During his 11 years in Madrid Mooney has established himself on the music and acting circuit, playing alongside Spaniards in his Celtic rock band, Thirsty Four, and recently appearing in Te Doy Mis Ojos (Take My Eyes), Icíar Bollaín's acclaimed film about domestic violence.

He says the atmosphere changed on the metro in the days after the attacks. "Nobody talked; there was hardly any noise in the carriages. Even people like myself, who did not lose anybody, had a lump in our throats for days." Like most people who have lived in Madrid for any length of time, he is accustomed to the threat of ETA bombing campaigns. But, in al-Qaeda, March 11th introduced a new threat to Spanish society. "This is totally different," he says. "There is more helplessness in the air."

The Irish Rover, a well-known bar where Mooney played on St Patrick's Day, held a minute's silence for the dead and injured. Brendan Murphy, its manager, says people were numb after the attacks. "There is a certain amount of paranoia now. It has made many people more vigilant and conscious of things like unattended bags in the bar," says Murphy, who is from Mount Merrion, in Dublin, but has lived in Madrid for more than 20 years.

Apprehension hangs over the city: the sound of a siren causes jitters, rubbish bags on street corners trigger alarm, foreigners receive suspicious glances and forgotten bags on trains close down stations.

"I feel we now have two terrorists here: local terrorist and international terrorist," says Frances Earley, an English teacher who has run an Irish shop in the heart of the city for 13 years. The Laois-born woman, who settled in Madrid more than 25 years ago, set up the shop as a hobby to maintain her Irish identity. Earley's little den of Celticness, which stocks everything from Aran jumpers to Claddagh jewellery, stands proudly at the top of the prestigious Calle de José Ortega y Gasset; although the area is miles from the scenes of the atrocities, she no longer feels secure and is reluctant to take the metro. Yet, she says, the attacks have brought her much closer to Madrilenians than she has felt before. "I realise that there is such a thing as solidarity in the city, where everybody worked together," she says.

Despite the shadow that March 11th has cast over the city, Madrid is united against the terrorists and refuses to act like a city under siege. "We are brothers in arms," says Brendan Murphy. "I feel very at one with them. I'm not Spanish and I don't feel Spanish, but in this respect I feel at one with them."

At his Irish-language classes at the Escuela Oficial de Idiomas de Madrid, Pat Donnellan, a Galway man, has watched his students try to deal with the atrocities. It is impossible to assimilate their scale, he says. "It is only when you think of the individual cases and stories that you can begin to comprehend what has happened." But life has to get back to normal, he says. "Terrorism is a fact of life in Madrid. With ETA we have seen bombs and people blown to bits. But life goes on, like in Northern Ireland: we all have a job to do; we all have to clock in."
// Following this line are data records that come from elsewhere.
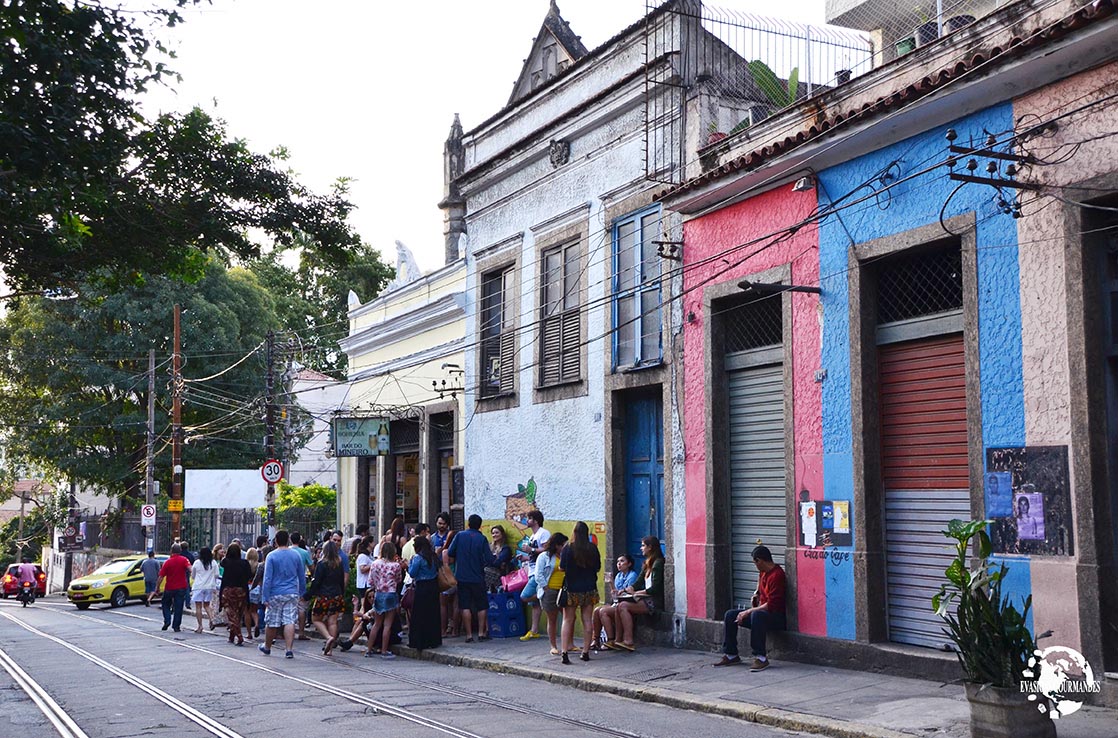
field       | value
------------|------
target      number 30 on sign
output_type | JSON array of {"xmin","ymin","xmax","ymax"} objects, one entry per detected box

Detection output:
[{"xmin": 260, "ymin": 458, "xmax": 283, "ymax": 484}]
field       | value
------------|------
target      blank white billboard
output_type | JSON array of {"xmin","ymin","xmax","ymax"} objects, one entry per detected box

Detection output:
[{"xmin": 182, "ymin": 469, "xmax": 268, "ymax": 510}]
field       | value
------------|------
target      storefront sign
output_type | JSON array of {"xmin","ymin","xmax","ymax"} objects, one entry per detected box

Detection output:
[{"xmin": 333, "ymin": 418, "xmax": 389, "ymax": 457}]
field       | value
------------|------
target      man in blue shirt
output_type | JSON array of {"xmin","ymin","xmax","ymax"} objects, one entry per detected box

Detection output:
[
  {"xmin": 446, "ymin": 515, "xmax": 496, "ymax": 643},
  {"xmin": 259, "ymin": 530, "xmax": 306, "ymax": 659}
]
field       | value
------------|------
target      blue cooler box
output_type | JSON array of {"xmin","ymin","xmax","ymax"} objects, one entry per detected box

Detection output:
[{"xmin": 489, "ymin": 592, "xmax": 524, "ymax": 638}]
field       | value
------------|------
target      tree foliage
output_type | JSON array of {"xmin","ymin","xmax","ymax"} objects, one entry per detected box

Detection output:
[
  {"xmin": 0, "ymin": 0, "xmax": 359, "ymax": 290},
  {"xmin": 0, "ymin": 259, "xmax": 277, "ymax": 504},
  {"xmin": 248, "ymin": 237, "xmax": 395, "ymax": 379}
]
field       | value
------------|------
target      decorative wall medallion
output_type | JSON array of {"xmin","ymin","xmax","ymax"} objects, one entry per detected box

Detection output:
[{"xmin": 551, "ymin": 140, "xmax": 570, "ymax": 169}]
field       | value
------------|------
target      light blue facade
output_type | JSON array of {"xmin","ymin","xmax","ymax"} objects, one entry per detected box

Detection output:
[{"xmin": 818, "ymin": 104, "xmax": 1030, "ymax": 638}]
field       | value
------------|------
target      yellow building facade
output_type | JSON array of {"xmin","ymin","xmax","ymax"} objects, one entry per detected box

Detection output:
[{"xmin": 338, "ymin": 250, "xmax": 466, "ymax": 532}]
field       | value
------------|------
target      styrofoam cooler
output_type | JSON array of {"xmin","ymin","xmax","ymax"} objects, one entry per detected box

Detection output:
[{"xmin": 489, "ymin": 592, "xmax": 524, "ymax": 638}]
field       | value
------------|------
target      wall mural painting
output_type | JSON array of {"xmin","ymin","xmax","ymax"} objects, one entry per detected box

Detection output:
[
  {"xmin": 482, "ymin": 477, "xmax": 613, "ymax": 596},
  {"xmin": 983, "ymin": 446, "xmax": 1076, "ymax": 556}
]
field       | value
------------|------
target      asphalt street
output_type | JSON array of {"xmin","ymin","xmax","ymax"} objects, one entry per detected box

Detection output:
[{"xmin": 0, "ymin": 598, "xmax": 798, "ymax": 738}]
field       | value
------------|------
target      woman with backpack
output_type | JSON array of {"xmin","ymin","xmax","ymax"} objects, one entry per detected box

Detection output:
[
  {"xmin": 408, "ymin": 536, "xmax": 443, "ymax": 651},
  {"xmin": 559, "ymin": 520, "xmax": 601, "ymax": 664},
  {"xmin": 304, "ymin": 540, "xmax": 349, "ymax": 656},
  {"xmin": 190, "ymin": 546, "xmax": 217, "ymax": 633},
  {"xmin": 536, "ymin": 533, "xmax": 567, "ymax": 656}
]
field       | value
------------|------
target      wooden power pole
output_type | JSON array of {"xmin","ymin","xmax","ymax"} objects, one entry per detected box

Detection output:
[{"xmin": 168, "ymin": 305, "xmax": 182, "ymax": 543}]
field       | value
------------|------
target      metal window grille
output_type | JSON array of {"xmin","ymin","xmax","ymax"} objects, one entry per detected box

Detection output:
[
  {"xmin": 723, "ymin": 295, "xmax": 784, "ymax": 353},
  {"xmin": 878, "ymin": 247, "xmax": 963, "ymax": 325},
  {"xmin": 430, "ymin": 413, "xmax": 454, "ymax": 451},
  {"xmin": 826, "ymin": 0, "xmax": 1013, "ymax": 67},
  {"xmin": 612, "ymin": 207, "xmax": 664, "ymax": 369},
  {"xmin": 388, "ymin": 419, "xmax": 419, "ymax": 454},
  {"xmin": 477, "ymin": 266, "xmax": 517, "ymax": 397}
]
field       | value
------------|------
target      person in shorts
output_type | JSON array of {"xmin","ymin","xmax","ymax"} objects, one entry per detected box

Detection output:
[
  {"xmin": 364, "ymin": 541, "xmax": 404, "ymax": 659},
  {"xmin": 446, "ymin": 514, "xmax": 496, "ymax": 643},
  {"xmin": 536, "ymin": 533, "xmax": 567, "ymax": 656},
  {"xmin": 259, "ymin": 530, "xmax": 306, "ymax": 659},
  {"xmin": 140, "ymin": 548, "xmax": 160, "ymax": 607}
]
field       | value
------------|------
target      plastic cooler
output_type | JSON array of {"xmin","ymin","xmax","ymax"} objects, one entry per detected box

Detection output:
[{"xmin": 489, "ymin": 592, "xmax": 524, "ymax": 638}]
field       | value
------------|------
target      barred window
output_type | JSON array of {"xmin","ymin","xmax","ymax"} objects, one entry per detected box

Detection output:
[
  {"xmin": 613, "ymin": 207, "xmax": 663, "ymax": 369},
  {"xmin": 539, "ymin": 243, "xmax": 582, "ymax": 387},
  {"xmin": 479, "ymin": 266, "xmax": 517, "ymax": 397}
]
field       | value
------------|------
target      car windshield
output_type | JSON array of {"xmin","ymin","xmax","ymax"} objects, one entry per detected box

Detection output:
[{"xmin": 91, "ymin": 559, "xmax": 135, "ymax": 576}]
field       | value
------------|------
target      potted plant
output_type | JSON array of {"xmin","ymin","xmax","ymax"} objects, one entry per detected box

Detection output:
[
  {"xmin": 944, "ymin": 16, "xmax": 975, "ymax": 34},
  {"xmin": 931, "ymin": 520, "xmax": 1055, "ymax": 738},
  {"xmin": 912, "ymin": 8, "xmax": 939, "ymax": 46}
]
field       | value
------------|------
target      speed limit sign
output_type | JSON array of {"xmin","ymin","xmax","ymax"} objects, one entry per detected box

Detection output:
[{"xmin": 260, "ymin": 458, "xmax": 283, "ymax": 484}]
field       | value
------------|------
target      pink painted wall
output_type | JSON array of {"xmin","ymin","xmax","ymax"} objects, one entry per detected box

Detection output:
[{"xmin": 683, "ymin": 185, "xmax": 826, "ymax": 621}]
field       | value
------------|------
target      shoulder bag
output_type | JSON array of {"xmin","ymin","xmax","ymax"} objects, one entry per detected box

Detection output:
[{"xmin": 437, "ymin": 564, "xmax": 458, "ymax": 592}]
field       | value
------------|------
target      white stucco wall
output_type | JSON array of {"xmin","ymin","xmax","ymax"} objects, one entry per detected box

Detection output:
[{"xmin": 463, "ymin": 35, "xmax": 653, "ymax": 521}]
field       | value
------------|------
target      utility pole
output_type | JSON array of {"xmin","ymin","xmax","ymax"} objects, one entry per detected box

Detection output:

As co-founders and advisory editors of The Stony Thursday Book, a journal published in Limerick since 1975, the Liddy brothers have retained strong ties with Irish literature. The conflict between nationalism and multiculturalism felt by many expatriates is often played out in John's poetry, the most recent volume of which, Cast-A-Net, Almadraba, was translated into Spanish by Liam.

The brothers say March 11th has swept away feelings of cultural dislocation. They, like most Irish in Madrid, say the bombings have reinforced their desire to live in the city. "The people showed great solidarity and courage after the attack and great maturity in voting the way they did in the election. I feel privileged to be a part of that. More than ever, that makes this city, this country, the place where I want to be," says Liam.